According to the National Sleep Foundation, there are three types of naps: planned napping, when you take a nap before you actually get sleepy because you know you'll be missing out on sleep later; emergency napping, which happens when you are suddenly very tired and feel like you need to go to sleep; and habitual napping, which is when you take a nap at the same time each day. As a new mom, you might be employing all three of these types of naps — sometimes, more than one in the same day.
Make Napping Easy
Some people have a hard time falling asleep in the middle of the day, even if they are sleep deprived. Make sure the environment you've set up is conducive to sleep. The room shouldn't be too hot, too cold, or too bright. Draw the curtains or close the blinds. And make sure you won't be interrupted by unwanted noises. For example, turn the ringer off on your phone.
Essential
If background noises disturb you, try running a fan or humidifier to create a low hum. There are even machines that play sounds of ocean waves or other white noise, which may keep you from focusing on the bothersome sound and help lull you — and your baby — to sleep.

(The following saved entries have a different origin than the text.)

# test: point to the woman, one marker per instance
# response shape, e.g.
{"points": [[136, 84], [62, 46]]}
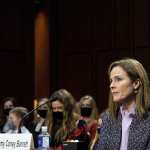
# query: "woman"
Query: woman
{"points": [[39, 119], [89, 113], [7, 104], [126, 123], [62, 120], [15, 118]]}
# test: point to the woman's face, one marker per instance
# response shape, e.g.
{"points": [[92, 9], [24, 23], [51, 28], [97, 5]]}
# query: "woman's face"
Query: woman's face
{"points": [[13, 118], [57, 106], [86, 103], [121, 86]]}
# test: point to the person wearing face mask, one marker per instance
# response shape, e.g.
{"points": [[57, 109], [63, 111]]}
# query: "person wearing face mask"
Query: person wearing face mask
{"points": [[39, 120], [62, 119], [89, 113], [15, 118], [8, 103]]}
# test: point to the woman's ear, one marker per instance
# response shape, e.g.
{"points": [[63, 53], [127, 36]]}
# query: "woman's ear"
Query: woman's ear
{"points": [[136, 84]]}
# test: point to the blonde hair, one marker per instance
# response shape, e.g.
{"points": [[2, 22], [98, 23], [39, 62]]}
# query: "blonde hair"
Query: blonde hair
{"points": [[68, 122], [135, 71]]}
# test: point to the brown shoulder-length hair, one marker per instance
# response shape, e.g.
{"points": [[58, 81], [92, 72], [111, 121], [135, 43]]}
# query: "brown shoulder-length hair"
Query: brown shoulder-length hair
{"points": [[135, 71], [69, 122], [94, 114]]}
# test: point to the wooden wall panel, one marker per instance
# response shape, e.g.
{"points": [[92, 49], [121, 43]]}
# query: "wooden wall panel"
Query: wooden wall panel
{"points": [[98, 32], [16, 51]]}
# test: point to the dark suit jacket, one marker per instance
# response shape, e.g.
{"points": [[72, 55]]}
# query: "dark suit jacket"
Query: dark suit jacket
{"points": [[110, 134]]}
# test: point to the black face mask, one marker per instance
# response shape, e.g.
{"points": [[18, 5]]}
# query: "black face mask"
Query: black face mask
{"points": [[6, 111], [86, 111], [42, 112], [58, 115]]}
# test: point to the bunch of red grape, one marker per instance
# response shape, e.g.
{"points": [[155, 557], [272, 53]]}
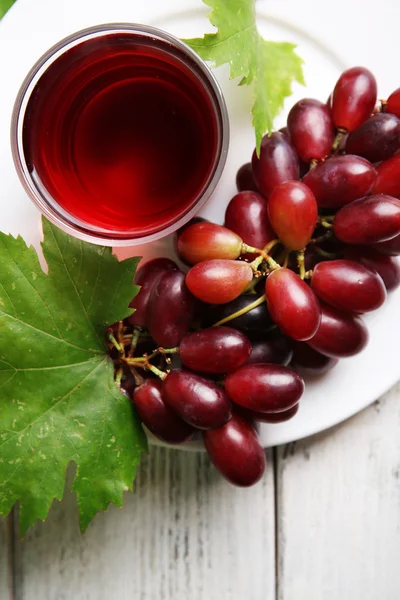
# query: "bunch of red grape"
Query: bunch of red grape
{"points": [[283, 282]]}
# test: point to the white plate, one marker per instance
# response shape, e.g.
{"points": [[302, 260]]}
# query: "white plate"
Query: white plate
{"points": [[33, 25]]}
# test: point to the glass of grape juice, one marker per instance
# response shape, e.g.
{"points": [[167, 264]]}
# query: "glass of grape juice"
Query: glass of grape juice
{"points": [[120, 134]]}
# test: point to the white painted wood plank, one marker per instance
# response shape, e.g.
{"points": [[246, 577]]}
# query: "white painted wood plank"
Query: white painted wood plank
{"points": [[185, 533], [339, 510], [5, 575]]}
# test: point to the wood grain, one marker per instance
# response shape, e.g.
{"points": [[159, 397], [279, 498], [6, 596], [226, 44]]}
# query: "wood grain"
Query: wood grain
{"points": [[185, 533], [339, 510]]}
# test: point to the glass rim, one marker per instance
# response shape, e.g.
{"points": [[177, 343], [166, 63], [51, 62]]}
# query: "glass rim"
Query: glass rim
{"points": [[49, 207]]}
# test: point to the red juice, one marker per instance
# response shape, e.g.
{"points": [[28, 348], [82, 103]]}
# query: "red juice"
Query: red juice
{"points": [[122, 134]]}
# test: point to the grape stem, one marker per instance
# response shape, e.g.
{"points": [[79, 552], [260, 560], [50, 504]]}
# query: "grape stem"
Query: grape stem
{"points": [[161, 374], [300, 262], [121, 335], [250, 288], [112, 339], [241, 312], [135, 338], [322, 238], [118, 377], [264, 256], [286, 258], [143, 363], [324, 253], [326, 221], [139, 380]]}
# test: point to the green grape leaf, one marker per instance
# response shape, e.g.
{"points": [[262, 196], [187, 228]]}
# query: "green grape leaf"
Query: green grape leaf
{"points": [[4, 6], [270, 67], [58, 400]]}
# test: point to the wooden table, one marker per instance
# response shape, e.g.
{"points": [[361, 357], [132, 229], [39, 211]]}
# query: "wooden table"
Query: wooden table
{"points": [[323, 524]]}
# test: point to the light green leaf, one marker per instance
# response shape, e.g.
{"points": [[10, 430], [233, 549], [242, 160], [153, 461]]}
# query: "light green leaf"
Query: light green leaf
{"points": [[270, 67], [4, 6], [58, 400]]}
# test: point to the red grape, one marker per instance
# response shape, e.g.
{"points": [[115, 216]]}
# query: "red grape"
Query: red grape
{"points": [[170, 310], [245, 179], [386, 266], [277, 349], [390, 247], [254, 323], [277, 163], [247, 216], [236, 451], [340, 334], [219, 281], [311, 362], [311, 129], [198, 401], [377, 139], [258, 417], [388, 179], [214, 350], [293, 213], [340, 180], [147, 277], [368, 220], [348, 285], [205, 241], [264, 387], [292, 304], [393, 103], [354, 98], [128, 384], [157, 416]]}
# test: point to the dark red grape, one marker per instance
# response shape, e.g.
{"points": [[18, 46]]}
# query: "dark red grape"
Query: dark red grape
{"points": [[393, 103], [247, 216], [368, 220], [215, 350], [340, 334], [264, 387], [348, 285], [277, 163], [277, 349], [205, 241], [340, 180], [236, 452], [311, 362], [292, 304], [170, 309], [219, 281], [157, 416], [196, 400], [388, 178], [377, 139], [390, 247], [311, 129], [386, 266], [258, 417], [147, 277], [254, 323], [354, 98], [293, 213], [245, 179], [285, 131]]}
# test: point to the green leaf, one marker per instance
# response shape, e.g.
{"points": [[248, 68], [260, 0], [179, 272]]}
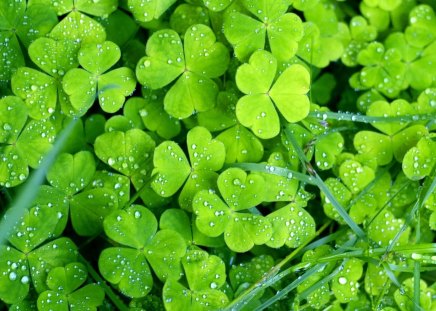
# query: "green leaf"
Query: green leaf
{"points": [[14, 279], [128, 269], [241, 145], [327, 148], [96, 8], [13, 116], [89, 208], [48, 300], [37, 22], [203, 54], [133, 226], [153, 115], [245, 33], [67, 279], [177, 297], [257, 113], [204, 152], [164, 253], [127, 152], [289, 93], [291, 225], [89, 296], [384, 228], [33, 229], [11, 55], [164, 62], [38, 90], [355, 176], [418, 161], [383, 109], [345, 284], [239, 190], [79, 27], [146, 11], [191, 93], [203, 271], [98, 58], [171, 168], [56, 253], [72, 173], [375, 145]]}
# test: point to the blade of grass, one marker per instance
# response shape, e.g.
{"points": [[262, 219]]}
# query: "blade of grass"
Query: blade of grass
{"points": [[323, 187], [30, 189]]}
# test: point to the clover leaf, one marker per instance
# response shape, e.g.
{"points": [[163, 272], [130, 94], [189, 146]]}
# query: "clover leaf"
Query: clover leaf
{"points": [[425, 295], [384, 227], [155, 118], [240, 191], [71, 174], [247, 34], [178, 220], [399, 137], [83, 85], [419, 61], [345, 285], [79, 28], [205, 274], [291, 225], [97, 8], [250, 271], [418, 162], [21, 23], [256, 109], [126, 152], [21, 144], [206, 156], [135, 228], [192, 65], [40, 91], [64, 292], [19, 269], [383, 71], [146, 10]]}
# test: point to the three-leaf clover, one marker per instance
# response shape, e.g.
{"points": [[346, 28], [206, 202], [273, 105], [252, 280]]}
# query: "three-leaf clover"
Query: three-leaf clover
{"points": [[205, 275], [247, 34], [397, 137], [193, 65], [127, 265], [28, 260], [111, 88], [20, 23], [23, 143], [242, 230], [257, 109], [64, 292], [69, 175], [42, 91], [172, 168]]}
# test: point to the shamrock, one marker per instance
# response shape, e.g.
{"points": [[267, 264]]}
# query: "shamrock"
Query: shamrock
{"points": [[23, 143], [141, 245], [64, 292], [256, 109], [21, 23], [205, 276], [247, 34], [84, 85], [193, 64], [242, 230], [172, 168]]}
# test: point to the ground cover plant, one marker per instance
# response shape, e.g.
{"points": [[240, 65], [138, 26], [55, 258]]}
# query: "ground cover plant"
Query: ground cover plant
{"points": [[217, 155]]}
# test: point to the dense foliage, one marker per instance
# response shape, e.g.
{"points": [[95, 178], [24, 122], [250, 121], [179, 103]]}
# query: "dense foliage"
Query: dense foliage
{"points": [[192, 154]]}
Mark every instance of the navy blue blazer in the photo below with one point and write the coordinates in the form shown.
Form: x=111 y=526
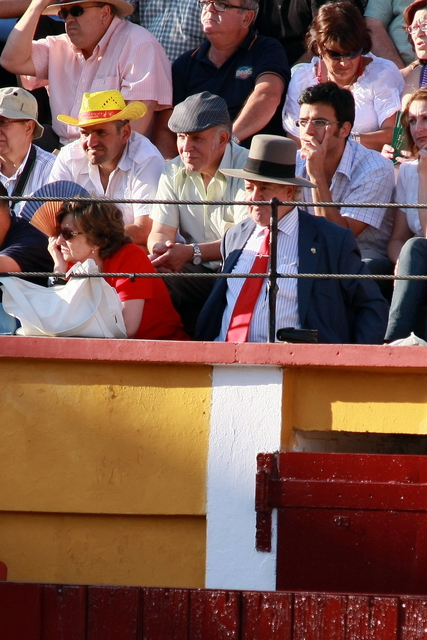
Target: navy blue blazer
x=343 y=311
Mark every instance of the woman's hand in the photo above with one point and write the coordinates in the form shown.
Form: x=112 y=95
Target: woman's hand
x=388 y=152
x=60 y=265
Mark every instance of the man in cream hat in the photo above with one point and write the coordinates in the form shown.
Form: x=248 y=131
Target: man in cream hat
x=23 y=166
x=343 y=311
x=99 y=51
x=112 y=160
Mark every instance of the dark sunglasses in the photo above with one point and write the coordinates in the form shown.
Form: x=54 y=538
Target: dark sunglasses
x=337 y=55
x=67 y=234
x=77 y=10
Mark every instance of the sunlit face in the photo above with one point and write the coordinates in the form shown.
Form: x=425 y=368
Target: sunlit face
x=257 y=190
x=77 y=249
x=341 y=71
x=417 y=117
x=15 y=137
x=225 y=22
x=104 y=144
x=319 y=111
x=86 y=30
x=419 y=36
x=202 y=151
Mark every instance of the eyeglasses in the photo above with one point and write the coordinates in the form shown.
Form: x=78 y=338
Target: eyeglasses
x=77 y=10
x=421 y=26
x=318 y=123
x=337 y=55
x=67 y=234
x=4 y=124
x=220 y=6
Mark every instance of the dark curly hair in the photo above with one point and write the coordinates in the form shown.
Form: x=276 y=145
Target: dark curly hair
x=101 y=222
x=339 y=22
x=420 y=94
x=411 y=10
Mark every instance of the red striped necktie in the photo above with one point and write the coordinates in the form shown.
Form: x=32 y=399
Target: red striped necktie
x=245 y=304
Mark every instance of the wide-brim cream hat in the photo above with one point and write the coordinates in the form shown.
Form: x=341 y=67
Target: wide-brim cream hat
x=19 y=104
x=271 y=159
x=105 y=106
x=122 y=7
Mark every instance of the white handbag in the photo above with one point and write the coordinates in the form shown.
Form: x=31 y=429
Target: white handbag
x=83 y=307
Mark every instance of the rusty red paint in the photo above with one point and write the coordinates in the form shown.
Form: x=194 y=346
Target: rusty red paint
x=3 y=571
x=64 y=612
x=351 y=523
x=266 y=616
x=20 y=611
x=113 y=613
x=165 y=614
x=214 y=615
x=319 y=617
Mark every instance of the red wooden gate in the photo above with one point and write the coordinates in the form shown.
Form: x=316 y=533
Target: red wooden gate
x=352 y=523
x=67 y=612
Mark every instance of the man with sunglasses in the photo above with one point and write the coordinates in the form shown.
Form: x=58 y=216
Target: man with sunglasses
x=345 y=171
x=99 y=51
x=249 y=71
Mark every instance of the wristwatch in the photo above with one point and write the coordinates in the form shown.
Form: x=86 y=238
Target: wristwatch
x=197 y=255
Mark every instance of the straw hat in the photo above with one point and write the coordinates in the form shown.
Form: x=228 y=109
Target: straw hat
x=271 y=159
x=105 y=106
x=122 y=7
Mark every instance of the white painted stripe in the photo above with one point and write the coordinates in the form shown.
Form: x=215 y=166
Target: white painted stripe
x=246 y=419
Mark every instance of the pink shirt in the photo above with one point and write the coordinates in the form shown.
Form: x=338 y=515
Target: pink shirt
x=127 y=58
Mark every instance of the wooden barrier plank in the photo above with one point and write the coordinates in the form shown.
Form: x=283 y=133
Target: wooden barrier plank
x=63 y=612
x=113 y=613
x=266 y=615
x=358 y=618
x=165 y=614
x=413 y=618
x=20 y=611
x=214 y=615
x=319 y=617
x=384 y=618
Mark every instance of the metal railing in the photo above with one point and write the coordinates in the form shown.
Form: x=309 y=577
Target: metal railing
x=272 y=275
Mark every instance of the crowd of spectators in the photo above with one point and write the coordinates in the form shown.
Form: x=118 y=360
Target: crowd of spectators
x=202 y=100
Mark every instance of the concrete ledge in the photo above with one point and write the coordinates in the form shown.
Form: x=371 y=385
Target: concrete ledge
x=285 y=355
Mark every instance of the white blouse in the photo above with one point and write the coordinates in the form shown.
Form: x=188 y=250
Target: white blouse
x=407 y=192
x=376 y=94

If you have mastered the lying-down position while breastfeeding, you're ahead of the game — the hormones released while nursing your baby can relax you and make you sleepy, and the two of you can drift off together. Even if your baby doesn't take a long nap after he nurses, you might be able to get in a good 20 minutes or so while he's eating, which will at least leave you more refreshed and alert for the short term.
Take What You Can Get
You may notice that you're groggy and disoriented after taking a long nap. Naps that last longer than 20 or 30 minutes aren't usually recommended as part of a regular sleep routine, since they can leave you feeling worse on waking and also interfere with falling asleep at the proper time at night.
But while you have an infant, you can't count on falling asleep at the same time every night, and you may need all the extra slumber you can get. If you approach sleep with a grab-it-while-you-can attitude in these early days, you will be in a much better frame of mind for developing sleep routines later, when your baby is ready for it.
Even if you can't fall asleep, just lying down with your baby and resting as much as possible is vital during the first weeks postpartum. You need to rest to recover as quickly and fully as possible, and putting your feet up and closing your eyes whenever your baby is napping is a nice way to work breaks into your day and help you fight the temptation to be too busy.